Os magistrados criticam a inércia do Estado, mencionando o fato de a única cadeia que seria capaz de conter presos de grande periculosidade, a Penitenciária de Alta Segurança (Pasc), de Charqueadas, já ter perdido este status por causa de precariedades estruturais – a partir de 2015 passou a ser considerada de média segurança pela Justiça, e é alvo de incontáveis pedidos de providências e melhorias por parte da VEC desde 2011.
Na mesma linha, lembraram a situação do Presídio Central, que ganhou nome de Cadeia Pública e onde foram construídos dois centros de triagem sem direito de visita aos detentos. A troca da nomenclatura é citada como estratégia insuficiente para alterar o quadro de calamidade, com superlotação.
Três detentos serão transferidos do RS
“Nesta esteira, este mesmo Estado não pode querer transferir todos esses problemas à existência de facções criminosas que, diga-se de passagem, somente se criam em decorrências das omissões e lacunas deixadas pelo próprio Estado, que, em sede de execução penal, é constante desrespeitador da lei”, diz trecho de decisão.

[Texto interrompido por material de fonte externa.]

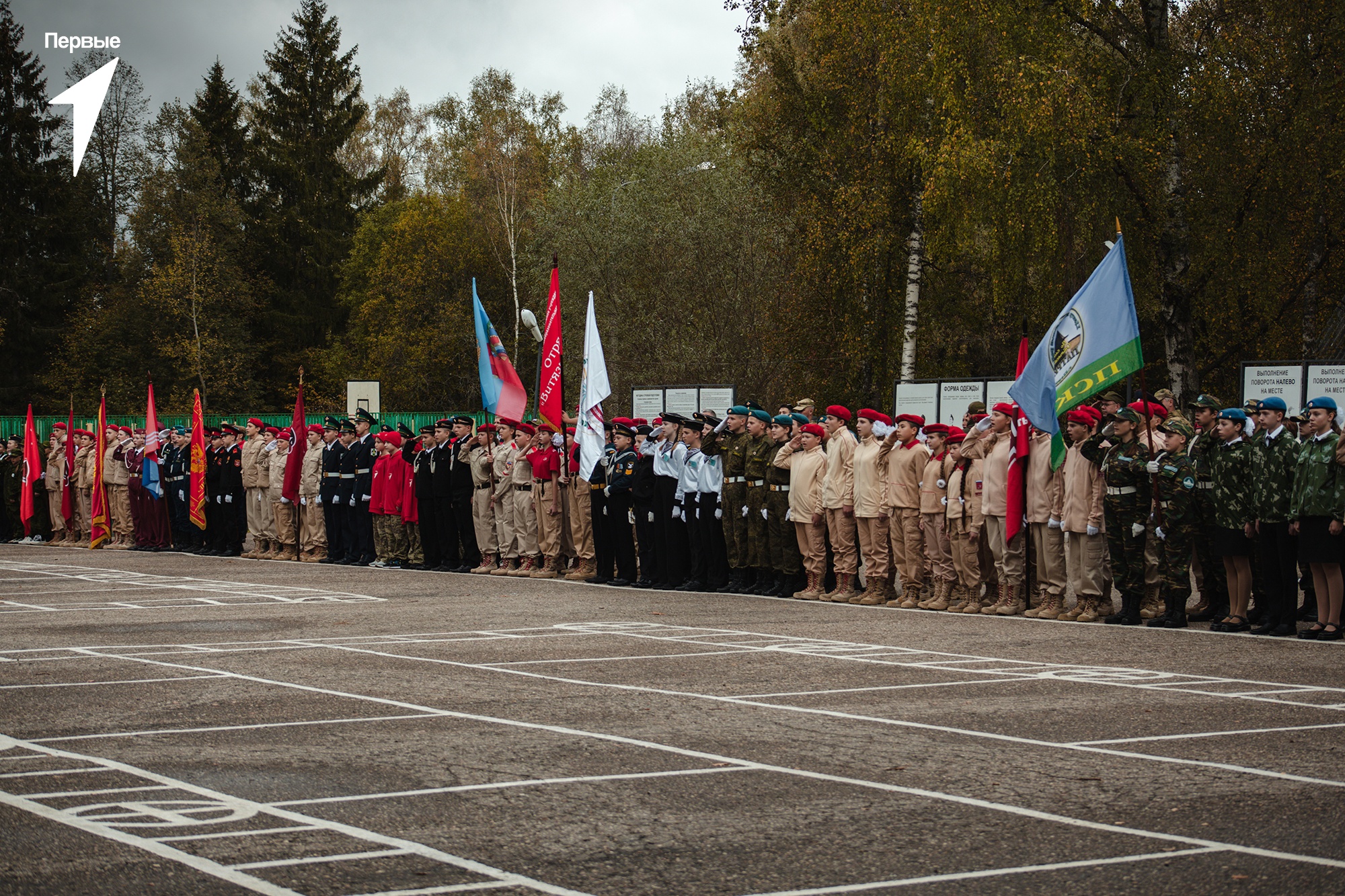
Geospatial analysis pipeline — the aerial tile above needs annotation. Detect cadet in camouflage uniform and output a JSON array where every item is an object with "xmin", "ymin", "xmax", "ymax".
[
  {"xmin": 1147, "ymin": 417, "xmax": 1196, "ymax": 628},
  {"xmin": 701, "ymin": 405, "xmax": 748, "ymax": 595},
  {"xmin": 742, "ymin": 407, "xmax": 779, "ymax": 595},
  {"xmin": 1186, "ymin": 394, "xmax": 1228, "ymax": 622},
  {"xmin": 1079, "ymin": 407, "xmax": 1150, "ymax": 626}
]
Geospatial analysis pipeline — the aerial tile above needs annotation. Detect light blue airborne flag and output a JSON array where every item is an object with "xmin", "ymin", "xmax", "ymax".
[{"xmin": 1009, "ymin": 234, "xmax": 1145, "ymax": 462}]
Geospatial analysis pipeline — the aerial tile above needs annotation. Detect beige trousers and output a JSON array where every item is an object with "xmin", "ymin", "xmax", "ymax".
[
  {"xmin": 854, "ymin": 517, "xmax": 892, "ymax": 587},
  {"xmin": 920, "ymin": 514, "xmax": 958, "ymax": 581},
  {"xmin": 986, "ymin": 517, "xmax": 1026, "ymax": 585},
  {"xmin": 823, "ymin": 503, "xmax": 859, "ymax": 576},
  {"xmin": 570, "ymin": 477, "xmax": 593, "ymax": 560},
  {"xmin": 794, "ymin": 519, "xmax": 823, "ymax": 577},
  {"xmin": 1028, "ymin": 524, "xmax": 1069, "ymax": 598},
  {"xmin": 472, "ymin": 489, "xmax": 500, "ymax": 555},
  {"xmin": 1065, "ymin": 532, "xmax": 1111, "ymax": 598}
]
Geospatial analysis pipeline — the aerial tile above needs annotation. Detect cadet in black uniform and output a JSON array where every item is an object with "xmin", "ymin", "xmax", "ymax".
[
  {"xmin": 317, "ymin": 417, "xmax": 350, "ymax": 564},
  {"xmin": 599, "ymin": 422, "xmax": 636, "ymax": 585}
]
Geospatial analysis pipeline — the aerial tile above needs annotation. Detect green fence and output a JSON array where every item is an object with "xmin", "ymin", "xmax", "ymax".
[{"xmin": 0, "ymin": 410, "xmax": 491, "ymax": 441}]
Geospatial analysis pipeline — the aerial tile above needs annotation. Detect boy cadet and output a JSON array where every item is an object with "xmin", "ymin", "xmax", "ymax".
[
  {"xmin": 299, "ymin": 423, "xmax": 327, "ymax": 564},
  {"xmin": 1079, "ymin": 407, "xmax": 1150, "ymax": 626},
  {"xmin": 1186, "ymin": 393, "xmax": 1228, "ymax": 622},
  {"xmin": 769, "ymin": 414, "xmax": 807, "ymax": 598},
  {"xmin": 847, "ymin": 407, "xmax": 892, "ymax": 607},
  {"xmin": 818, "ymin": 405, "xmax": 859, "ymax": 604},
  {"xmin": 772, "ymin": 422, "xmax": 830, "ymax": 600},
  {"xmin": 467, "ymin": 422, "xmax": 500, "ymax": 576},
  {"xmin": 878, "ymin": 414, "xmax": 929, "ymax": 610},
  {"xmin": 962, "ymin": 401, "xmax": 1026, "ymax": 616},
  {"xmin": 742, "ymin": 407, "xmax": 776, "ymax": 595},
  {"xmin": 1252, "ymin": 395, "xmax": 1302, "ymax": 637},
  {"xmin": 1146, "ymin": 417, "xmax": 1196, "ymax": 628},
  {"xmin": 1022, "ymin": 430, "xmax": 1069, "ymax": 619},
  {"xmin": 1060, "ymin": 405, "xmax": 1110, "ymax": 622},
  {"xmin": 241, "ymin": 417, "xmax": 276, "ymax": 560}
]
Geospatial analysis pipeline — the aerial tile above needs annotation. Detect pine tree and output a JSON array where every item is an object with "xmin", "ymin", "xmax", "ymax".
[{"xmin": 253, "ymin": 0, "xmax": 382, "ymax": 398}]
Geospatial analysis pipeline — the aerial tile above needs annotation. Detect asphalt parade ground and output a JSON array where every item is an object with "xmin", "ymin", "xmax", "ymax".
[{"xmin": 0, "ymin": 545, "xmax": 1345, "ymax": 896}]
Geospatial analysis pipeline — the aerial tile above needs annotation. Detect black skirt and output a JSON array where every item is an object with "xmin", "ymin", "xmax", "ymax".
[
  {"xmin": 1209, "ymin": 526, "xmax": 1252, "ymax": 557},
  {"xmin": 1298, "ymin": 517, "xmax": 1345, "ymax": 564}
]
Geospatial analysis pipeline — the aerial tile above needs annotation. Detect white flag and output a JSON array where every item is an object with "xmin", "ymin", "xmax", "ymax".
[{"xmin": 574, "ymin": 292, "xmax": 612, "ymax": 481}]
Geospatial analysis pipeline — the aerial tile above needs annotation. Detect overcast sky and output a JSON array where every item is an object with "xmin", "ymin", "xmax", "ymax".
[{"xmin": 12, "ymin": 0, "xmax": 744, "ymax": 124}]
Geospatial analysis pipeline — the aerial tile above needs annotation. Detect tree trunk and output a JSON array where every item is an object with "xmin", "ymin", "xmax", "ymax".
[{"xmin": 901, "ymin": 191, "xmax": 924, "ymax": 382}]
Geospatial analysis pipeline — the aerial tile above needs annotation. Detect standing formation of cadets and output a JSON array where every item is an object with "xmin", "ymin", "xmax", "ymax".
[{"xmin": 0, "ymin": 390, "xmax": 1345, "ymax": 641}]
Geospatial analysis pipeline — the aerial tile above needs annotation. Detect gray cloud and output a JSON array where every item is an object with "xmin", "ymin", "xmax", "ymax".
[{"xmin": 12, "ymin": 0, "xmax": 742, "ymax": 124}]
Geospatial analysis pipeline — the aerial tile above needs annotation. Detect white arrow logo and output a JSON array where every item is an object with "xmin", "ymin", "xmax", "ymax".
[{"xmin": 48, "ymin": 59, "xmax": 117, "ymax": 173}]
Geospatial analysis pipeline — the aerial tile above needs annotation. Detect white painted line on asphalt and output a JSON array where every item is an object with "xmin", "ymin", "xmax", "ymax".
[
  {"xmin": 0, "ymin": 731, "xmax": 600, "ymax": 896},
  {"xmin": 81, "ymin": 651, "xmax": 1345, "ymax": 866},
  {"xmin": 0, "ymin": 676, "xmax": 225, "ymax": 690},
  {"xmin": 753, "ymin": 846, "xmax": 1224, "ymax": 896},
  {"xmin": 268, "ymin": 766, "xmax": 756, "ymax": 806},
  {"xmin": 32, "ymin": 710, "xmax": 444, "ymax": 737}
]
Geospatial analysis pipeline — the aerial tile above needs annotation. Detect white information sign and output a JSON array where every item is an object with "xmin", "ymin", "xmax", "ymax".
[
  {"xmin": 1243, "ymin": 364, "xmax": 1303, "ymax": 414},
  {"xmin": 897, "ymin": 382, "xmax": 939, "ymax": 422},
  {"xmin": 939, "ymin": 379, "xmax": 986, "ymax": 426},
  {"xmin": 631, "ymin": 389, "xmax": 663, "ymax": 419},
  {"xmin": 1307, "ymin": 362, "xmax": 1345, "ymax": 406},
  {"xmin": 663, "ymin": 387, "xmax": 699, "ymax": 417}
]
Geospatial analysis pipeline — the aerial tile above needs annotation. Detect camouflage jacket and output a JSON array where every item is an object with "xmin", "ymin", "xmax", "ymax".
[
  {"xmin": 1079, "ymin": 433, "xmax": 1150, "ymax": 521},
  {"xmin": 1210, "ymin": 438, "xmax": 1256, "ymax": 529},
  {"xmin": 1252, "ymin": 426, "xmax": 1302, "ymax": 522},
  {"xmin": 1154, "ymin": 451, "xmax": 1196, "ymax": 532}
]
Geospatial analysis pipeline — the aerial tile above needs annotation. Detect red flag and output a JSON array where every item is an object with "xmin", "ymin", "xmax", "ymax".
[
  {"xmin": 187, "ymin": 389, "xmax": 206, "ymax": 529},
  {"xmin": 89, "ymin": 395, "xmax": 112, "ymax": 549},
  {"xmin": 61, "ymin": 401, "xmax": 75, "ymax": 519},
  {"xmin": 19, "ymin": 405, "xmax": 44, "ymax": 536},
  {"xmin": 280, "ymin": 376, "xmax": 308, "ymax": 505},
  {"xmin": 1005, "ymin": 336, "xmax": 1032, "ymax": 541},
  {"xmin": 537, "ymin": 261, "xmax": 565, "ymax": 432}
]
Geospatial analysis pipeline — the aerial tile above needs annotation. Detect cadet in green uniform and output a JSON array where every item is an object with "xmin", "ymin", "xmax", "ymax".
[
  {"xmin": 1209, "ymin": 407, "xmax": 1255, "ymax": 631},
  {"xmin": 765, "ymin": 414, "xmax": 807, "ymax": 598},
  {"xmin": 1186, "ymin": 393, "xmax": 1228, "ymax": 622},
  {"xmin": 738, "ymin": 407, "xmax": 779, "ymax": 595},
  {"xmin": 701, "ymin": 405, "xmax": 748, "ymax": 595},
  {"xmin": 1147, "ymin": 417, "xmax": 1196, "ymax": 628},
  {"xmin": 1079, "ymin": 407, "xmax": 1149, "ymax": 626}
]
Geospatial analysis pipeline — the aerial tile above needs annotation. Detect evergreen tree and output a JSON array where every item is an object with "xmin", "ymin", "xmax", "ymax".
[{"xmin": 253, "ymin": 0, "xmax": 382, "ymax": 399}]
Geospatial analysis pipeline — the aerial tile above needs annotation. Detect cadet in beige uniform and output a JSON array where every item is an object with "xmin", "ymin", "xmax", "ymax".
[
  {"xmin": 463, "ymin": 423, "xmax": 500, "ymax": 576},
  {"xmin": 299, "ymin": 423, "xmax": 327, "ymax": 564},
  {"xmin": 878, "ymin": 414, "xmax": 929, "ymax": 610}
]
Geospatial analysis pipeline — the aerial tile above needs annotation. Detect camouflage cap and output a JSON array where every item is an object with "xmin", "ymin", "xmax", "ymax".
[{"xmin": 1158, "ymin": 417, "xmax": 1196, "ymax": 438}]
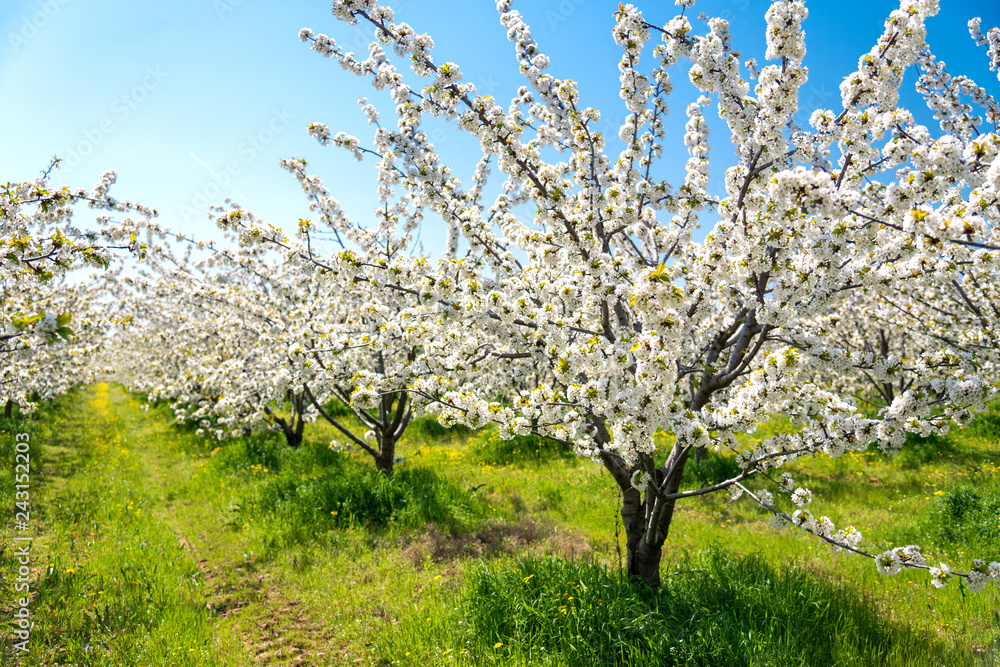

O despacho expressa que os criminosos estão privados de visitas – previstas na Lei de Execução Penal –, em razão das grandes distâncias: “Ora, não é retirando-se a possibilidade de contatos de apenados com seus familiares e amigos, quando das visitações, que se alcançará reintegração social”.
Embora tenha negado as renovações, a VEC da Capital aceitou três novos pedidos de transferências feitos pela SSP. São apenados que estão coordenando crimes de dentro das cadeias, entre elas, a Pasc. O critério para acatar a solicitação foi o mesmo adotado quando das remoções autorizadas ano passado.